Es ist Sommer und es ist ein heißer Sommer. Auch bei facebook und in Internetforen geht es heiß her. Die Diskussionen überschlagen sich, soll man Hunde scheren oder lieber nicht.
Nüchtern betrachtet könnte man an dieser Stelle mit den Schultern zucken und sagen „Muss jeder für sich und seinen Hund entscheiden“. Ja, im Prinzip schon, aber nicht in den sozialen Medien, denn da kann man ungefragt jedem seine Meinung nicht nur sagen, sondern doch gleich lieber geigen. Gleich mal ordentlich dem anderen Bescheid geben. Tatsächlich war genau das Anlass für diesen Artikel.
Jedes Jahr wird ein Wärmebild eines halbgeschorenen Hundes geteilt, mit Temperatur-Angabe am geschorenen, sowie am ungeschorenen Teil des Körpers. Dieses wird zum „Beweis“ für die „Anti-Scher-Fraktion“, soll es doch die gut isolierende Wirkung des Felles zeigen.

Screenshot 20210109 182736 United Kiosk LibraryWeil das leider Quatsch ist, denn wir sehen ja nicht die Temperatur auf der Haut, sondern auf dem Fell, habe ich spaßeshalber ein Wärmebild von mir erstellt, in Shorts und Winterjacke. Sehr schön sieht man, dass es oben bei der Jacke kühl ausschaut, während meine Beine rot vor Wärme glühen.
Zieht man die gleichen Rückschlüsse wie beim Hundebild, müssen wir jetzt davon ausgehen, dass es unter meiner dicken Winterjacke schön angenehm kühl ist, denn die schützt mich ja vor der Wärme, wie das Bild beweist. Ich versichere Ihnen, das Gegenteil war der Fall.
Die paar Minuten für das Fotoshooting bei 32 Grad waren wirklich unangenehm, nicht auszudenken, ich hätte es länger in der Jacke aushalten müssen.
Ich postete das Bild bei facebook mit einem erklärenden Kommentar, ganz wertfrei und empfahl, dass am Besten jeder selbst zum Wohle seines Hundes entscheiden möge und man schlicht auch einfach die Entscheidung eines anderen akzeptieren könne. Was als witzige Idee mit trotzdem sachlichen Hintergrund gedacht war, eskalierte völlig.
380 Kommentare später weiß man wie Kriege entstehen. Oder auch nicht. Die Leute beschimpften sich, prophezeiten Felllücken und Hitzeschlag, da schenkte keine Seite der anderen etwas.
Sachargumente? Vereinzelt. Aber die unsachlichen von Sarkasmus gespickten Spitzen überwogen bei weitem.
Worum ging es eigentlich?

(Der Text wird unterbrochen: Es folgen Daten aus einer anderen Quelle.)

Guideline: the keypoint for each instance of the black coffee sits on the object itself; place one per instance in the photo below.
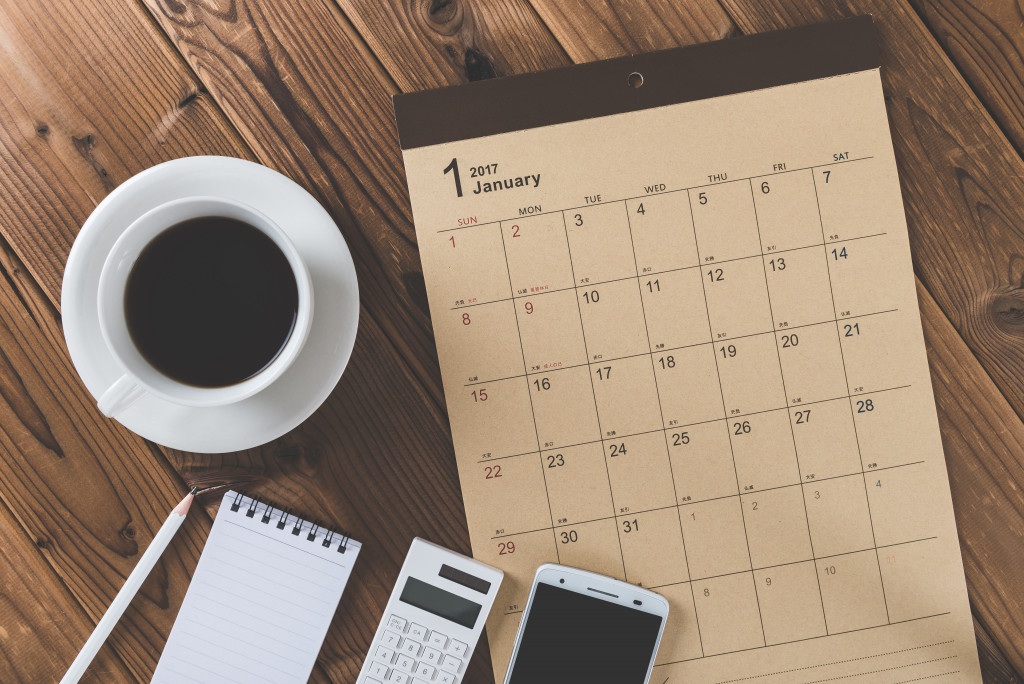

Weltfrieden, den Hunger in der dritten Welt zu stillen, wie bekommen wir unsere Meere wieder plastikfrei, wie bewältigen wir die Sache mit dem CO2?
Nein, es ging um Hundehaare. Hundehaare!Auch ging es den allermeisten Mitdiskutierenden nicht darum, den anderen durch gut dargelegte Sachargumente einen Einblick in die eigene Sichtweise zu geben, und eventuell zu überzeugen, nein, man wollte darlegen, dass man es selber besser weiß und der andere doof ist und nach Pippi stinkt. Mindestens. Solch entartete Diskussionen erlebt man bei den verschiedensten Themen, das Scheren von Hunden ist nur eines davon. Wir könnten auch mal über vegane Hundeernährung sprechen, oder alternativ dazu übers BARFen, ach eigentlich ist jede Form von Futter dazu geeignet einen Streit vom Zaun zu brechen.
Welches Zeckenschutzmittel ist denn das richtige, nutzen Bernsteinketten oder doch lieber Keramik? Kokosöl oder besser Schwarzkümmelöl? Halsband oder Geschirr, was ist denn nun besser und wenn Geschirr, welches denn dann? Regeln Hunde die Sache unter sich oder ist das doch nur ein Ammenmärchen? Darf der Hund im Bett schlafen, zuerst aus der Tür gehen und wer isst eigentlich am Besten zuerst, ich oder der Hund? Die Liste ist lang und all das lässt die Emotionen hochkochen, zumindest im Internet. Screenshot 20210109 182736 United Kiosk Library
Eigentlich sind aber all das doch wirklich keine lebensbedrohlichen Themen und vieles könnte man gleich abhaken: Leben und Leben lassen.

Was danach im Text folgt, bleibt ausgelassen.